May I say that Dr Baai struck me as a person of substance; human rights commissioners must be such persons. Their entire impact and effect on society rests on the moral authority they bring to bear, because they can make no binding orders, they are not a court of law. They command and exercise moral suasion - as the previous commission under Jody Kollapen, Leon Wessels, Karthy Govender and a few others so successfully did - they command moral suasion or nothing at all.
We therefore need Dr Baai. It is notable that a person specialising in ethics takes the place of a person who you were asked to appoint last year, until Cope drew to our attention, rather late in the day and moreover erroneously as to exact fact, that Adv Mpulwana, who was the subject of the motion we have just adopted, had been discharged from the employ of the Truth and Reconciliation Commission, TRC.

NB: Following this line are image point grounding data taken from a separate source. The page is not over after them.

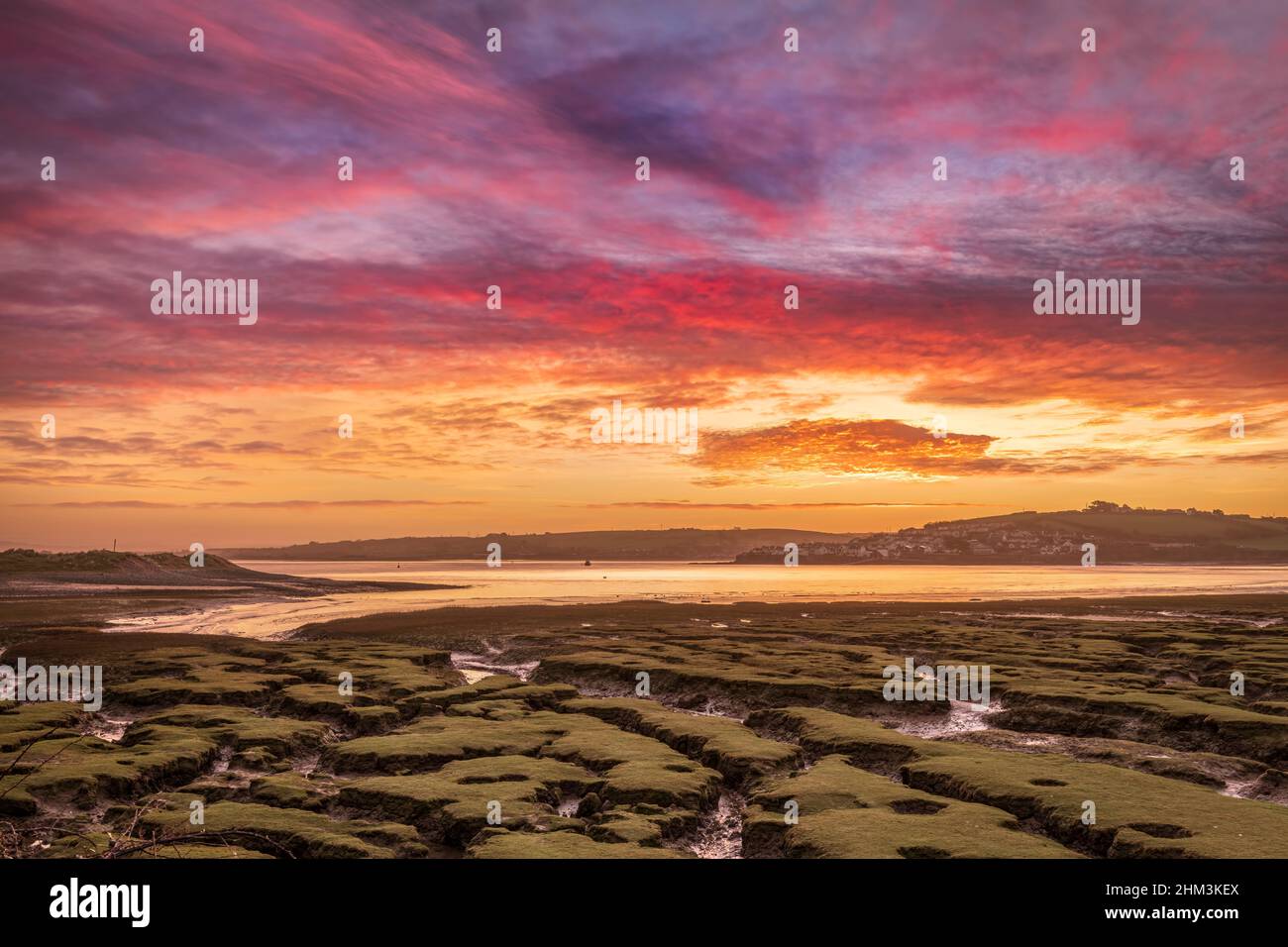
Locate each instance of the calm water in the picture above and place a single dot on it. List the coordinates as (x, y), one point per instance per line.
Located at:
(552, 582)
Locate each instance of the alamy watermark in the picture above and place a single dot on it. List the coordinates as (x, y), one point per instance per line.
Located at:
(71, 684)
(179, 296)
(649, 425)
(1087, 298)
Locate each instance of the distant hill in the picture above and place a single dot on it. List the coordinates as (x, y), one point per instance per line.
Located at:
(1121, 535)
(679, 545)
(27, 574)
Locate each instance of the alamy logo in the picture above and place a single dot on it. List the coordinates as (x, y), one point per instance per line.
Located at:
(649, 425)
(72, 899)
(1087, 298)
(966, 684)
(75, 684)
(178, 296)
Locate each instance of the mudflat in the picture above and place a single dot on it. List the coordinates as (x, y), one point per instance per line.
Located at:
(648, 729)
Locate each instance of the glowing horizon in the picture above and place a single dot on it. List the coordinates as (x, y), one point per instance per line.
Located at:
(516, 169)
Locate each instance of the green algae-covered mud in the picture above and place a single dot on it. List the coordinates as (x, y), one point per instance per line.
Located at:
(1138, 728)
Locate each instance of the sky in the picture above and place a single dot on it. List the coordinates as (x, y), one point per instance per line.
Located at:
(913, 382)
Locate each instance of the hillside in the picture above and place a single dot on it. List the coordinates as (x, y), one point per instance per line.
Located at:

Thanks to the intercession of a concerned citizen in the Eastern Cape, the true facts and the actual High Court judgment in the matter between the TRC vs Adv Mpulwana were provided to me, and therefore to the Portfolio Committee on Justice. We gave the appropriate opportunity for a hearing. We are bound, as is this House, by the unchallenged judgment of the High Court that the advocate by his nondisclosure of his employment at that time in the Eastern Cape Provincial Administration fraudulently misrepresented to the TRC his fitness and propriety.

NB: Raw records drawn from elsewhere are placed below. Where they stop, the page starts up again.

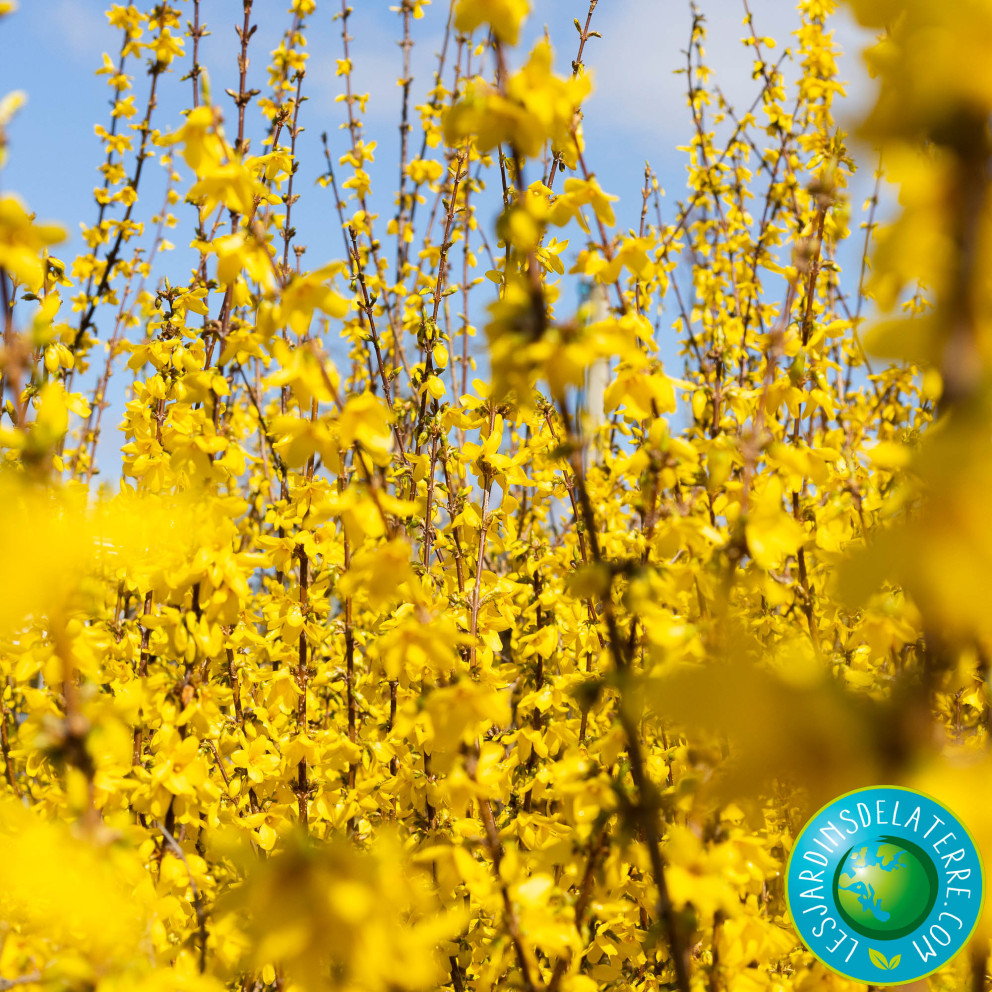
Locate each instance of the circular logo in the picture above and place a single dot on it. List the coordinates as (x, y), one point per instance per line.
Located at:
(884, 885)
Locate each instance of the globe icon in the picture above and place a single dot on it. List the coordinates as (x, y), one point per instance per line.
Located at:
(885, 887)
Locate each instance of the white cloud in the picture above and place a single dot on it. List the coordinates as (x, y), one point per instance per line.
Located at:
(645, 40)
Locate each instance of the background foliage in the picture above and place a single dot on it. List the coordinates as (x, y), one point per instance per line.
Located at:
(395, 662)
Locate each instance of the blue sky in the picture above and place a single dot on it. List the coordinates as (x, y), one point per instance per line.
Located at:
(636, 113)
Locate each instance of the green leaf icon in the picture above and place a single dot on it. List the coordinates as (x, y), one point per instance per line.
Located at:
(878, 959)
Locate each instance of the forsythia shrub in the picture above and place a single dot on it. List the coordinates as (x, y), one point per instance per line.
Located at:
(377, 674)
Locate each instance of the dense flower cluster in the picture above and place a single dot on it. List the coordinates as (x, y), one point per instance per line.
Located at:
(383, 671)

May I use this opportunity, Sir, to urge party spokespersons to present shortlists for appointment to their caucuses well before the final decision needs ratification, because, although we are indebted to the hon Adams for raising the issue in however lacking a manner, it was brought very late. This is not the first time, in respect of a Chapter 9 institution, that inappropriate persons have in fact been selected when party caucus members, who had insight or experience, could have averted such choices. Unfortunately, it has happened before. In this case I imagine the hon Thozamile Botha may have had something to do with our colleague the hon Adams's warning, but it came only when we were asking the House to vote on a finally negotiated and agreed upon list. At least Cope has helped: in other cases, it was too late and the consequences which duly unfolded were unfortunately predictable.
So, we thank the House for the adoption of the previous motion for sending this back to us at Justice and we ask the House to vote for Dr Gladstone Sandi Baai. [Applause.]